This coming Sunday is the 5th Sunday in Lent, Year C. In yesterday’s post all the accusers and the crowd of people had left the scene. This prepares for the fourth and final stage of this story–Jesus’ response to the woman (vv. 10-11). He straightens up and asks for a report of what happened, as if he had been totally oblivious to what took place as he concentrated on his writing. He does not ask her about the charges but rather about that aspect of the situation most heartening to the woman: Woman, where are they? Has no one condemned you? (v. 10).
But there is one left who could still execute the judgment; the required eyewitness had left the scene. Is she hopeful at this point or still quite frightened? We can only speculate as to whether the woman was familiar with Jesus and his embodiment of the mercy of God. In any case, she becomes a memorable example of the fact that “God did not send his Son into the world to condemn the world, but that the world might be saved through him” (3:17).

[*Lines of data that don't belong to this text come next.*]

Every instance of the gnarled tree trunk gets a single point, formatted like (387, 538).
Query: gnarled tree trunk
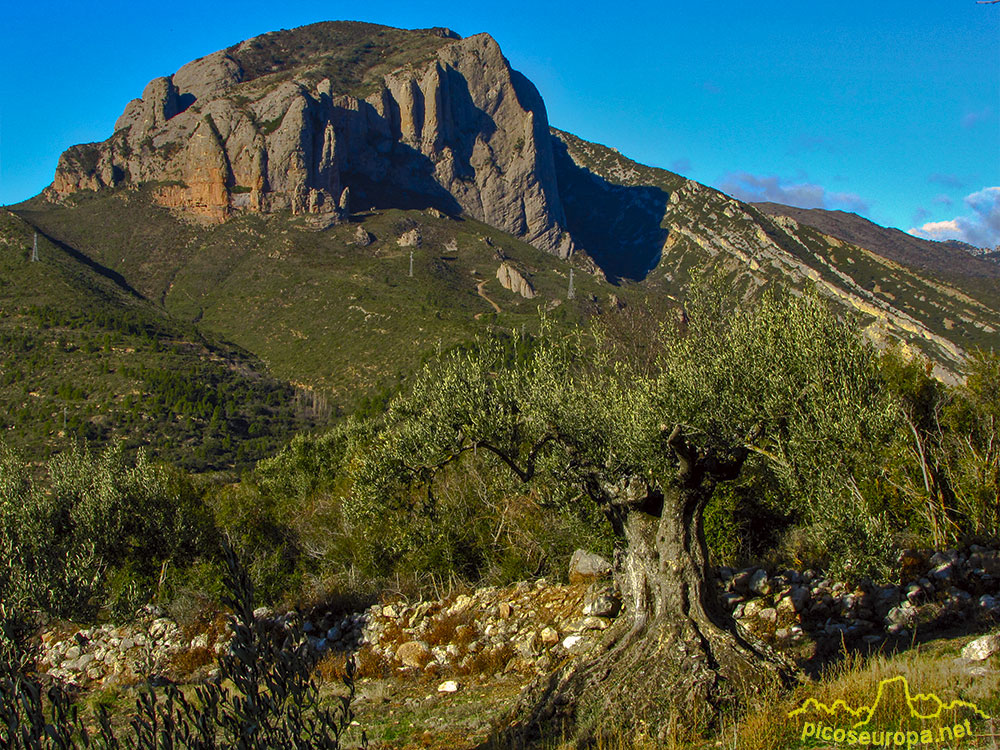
(673, 658)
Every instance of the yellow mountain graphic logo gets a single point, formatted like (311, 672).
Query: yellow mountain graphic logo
(863, 714)
(921, 706)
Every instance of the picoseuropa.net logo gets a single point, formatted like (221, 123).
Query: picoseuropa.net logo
(931, 720)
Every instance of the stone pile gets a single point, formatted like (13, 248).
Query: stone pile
(528, 627)
(936, 590)
(109, 654)
(521, 628)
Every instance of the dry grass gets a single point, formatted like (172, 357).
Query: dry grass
(459, 628)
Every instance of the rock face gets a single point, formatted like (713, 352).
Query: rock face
(460, 131)
(512, 279)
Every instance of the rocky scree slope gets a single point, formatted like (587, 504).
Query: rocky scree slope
(417, 116)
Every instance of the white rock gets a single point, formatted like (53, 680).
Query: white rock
(982, 648)
(571, 640)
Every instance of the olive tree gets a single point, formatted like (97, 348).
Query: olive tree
(784, 381)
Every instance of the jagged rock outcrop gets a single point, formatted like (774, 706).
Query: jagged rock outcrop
(460, 131)
(512, 279)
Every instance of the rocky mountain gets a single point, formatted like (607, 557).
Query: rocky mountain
(423, 118)
(951, 259)
(235, 191)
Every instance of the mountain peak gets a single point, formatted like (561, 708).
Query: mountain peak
(288, 120)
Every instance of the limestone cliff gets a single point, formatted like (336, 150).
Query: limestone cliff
(401, 118)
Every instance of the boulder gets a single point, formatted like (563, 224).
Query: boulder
(587, 566)
(415, 654)
(982, 649)
(409, 239)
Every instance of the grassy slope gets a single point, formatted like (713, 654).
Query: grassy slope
(83, 356)
(705, 229)
(317, 308)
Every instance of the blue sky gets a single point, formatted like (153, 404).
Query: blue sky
(890, 109)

Jesus says to her, “Neither do I condemn you. Go, and from now on do not sin any more” (8:11).
There are two schools of thought about Jesus’ final words to the woman. One line of thought holds that not condemning is different than forgiveness. The woman had as yet given no sign of repentance or of faith. What Jesus does is to show mercy and to call her to righteousness. He condemned the sin and not the sinner. But more than that, he called her to a new life in which not only is forgiveness of sins available, but a new quality of life that overcomes the power of sin (cf. 8:32-36; 1 Jn 3:4-6).
The other school of thought is that Jesus has forgiven this instance of her sin, but it is a mercy of this moment and now she needs to leave her life of sin, to amend the whole of her life.